The London market is still very area-dependent, so I wouldn’t assume sellers would be accepting less money than recently sold prices at all. For FTB properties in areas on the upswing, prices are still moving upwards from what I’ve seen locally near me (e.g. flat in my building sold for 300k eight months ago, and now another identical one has just sold at 310k with quick turnaround)- just moving upwards at a slower pace!

Think the best advice is maybe for him to find somewhere he can add value by doing work, check out similar properties via Zoopla before offering and get a fixed rate mortgage with a view towards staying in the property whilst the market is weird!

Mosaic123 Sat 28-Oct-17 01:16:51

I suggest he always finds out the length of lease remaining and the annual service charge before viewing.

There may be a reason, hidden in one or both of these, that a property has languished on the market or seems cheaper than other local properties or dearer.

another20 Sat 28-Oct-17 11:06:27

Thanks all - thats very helpful - lots to research and consider.
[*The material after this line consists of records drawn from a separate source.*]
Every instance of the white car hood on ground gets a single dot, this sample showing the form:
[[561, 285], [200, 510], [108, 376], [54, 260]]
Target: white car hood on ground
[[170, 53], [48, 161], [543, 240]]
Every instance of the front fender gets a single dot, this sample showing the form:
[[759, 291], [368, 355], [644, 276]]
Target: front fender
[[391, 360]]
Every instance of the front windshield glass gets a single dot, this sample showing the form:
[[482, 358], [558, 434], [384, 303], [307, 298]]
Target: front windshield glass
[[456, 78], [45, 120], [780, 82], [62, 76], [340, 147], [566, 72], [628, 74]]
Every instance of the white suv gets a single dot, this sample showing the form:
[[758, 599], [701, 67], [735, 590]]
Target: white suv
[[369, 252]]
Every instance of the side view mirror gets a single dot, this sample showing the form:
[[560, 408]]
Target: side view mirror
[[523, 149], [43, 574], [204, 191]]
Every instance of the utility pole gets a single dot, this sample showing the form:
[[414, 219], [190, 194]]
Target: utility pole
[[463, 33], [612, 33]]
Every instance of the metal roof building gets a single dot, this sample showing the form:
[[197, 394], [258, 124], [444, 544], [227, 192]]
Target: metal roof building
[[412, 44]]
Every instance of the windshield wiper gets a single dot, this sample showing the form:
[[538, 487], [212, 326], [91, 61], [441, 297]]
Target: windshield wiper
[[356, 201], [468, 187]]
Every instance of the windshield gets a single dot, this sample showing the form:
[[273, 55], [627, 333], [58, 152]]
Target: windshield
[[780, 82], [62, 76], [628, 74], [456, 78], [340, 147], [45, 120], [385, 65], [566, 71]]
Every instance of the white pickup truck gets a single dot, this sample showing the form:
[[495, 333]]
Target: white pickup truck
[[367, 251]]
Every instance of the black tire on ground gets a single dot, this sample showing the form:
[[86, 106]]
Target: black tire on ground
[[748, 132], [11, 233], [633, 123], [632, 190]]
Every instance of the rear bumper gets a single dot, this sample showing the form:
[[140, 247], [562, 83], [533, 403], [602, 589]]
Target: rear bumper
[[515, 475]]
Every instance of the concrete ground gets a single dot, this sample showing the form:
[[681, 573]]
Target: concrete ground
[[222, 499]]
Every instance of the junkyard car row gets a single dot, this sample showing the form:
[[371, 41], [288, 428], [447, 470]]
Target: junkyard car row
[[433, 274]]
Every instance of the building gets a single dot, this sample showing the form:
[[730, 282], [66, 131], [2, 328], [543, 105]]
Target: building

I have noticed a few go under offer in the past week - so will keep an eye out for how much they finally sold for. Anyone know how soon this is logged on RM after completion - or if this info is available elsewhere earlier? Would an EA tell you (ie after exchange)?

BlueA4Paper Sat 28-Oct-17 15:07:59

Pretty sure that RM doesn't update actual sold price until it moves a property to the 'previous sold prices' search facility (or whatever it's called) - and that seems to take some months. I did not pay the list price for mine but RM did not update this when the property was marked as sold.

kirinm Sat 28-Oct-17 15:18:21

RM get the info from the Land Registry. It’s meant to be about 3 months but our sale price took nearly 6 months to reach RM.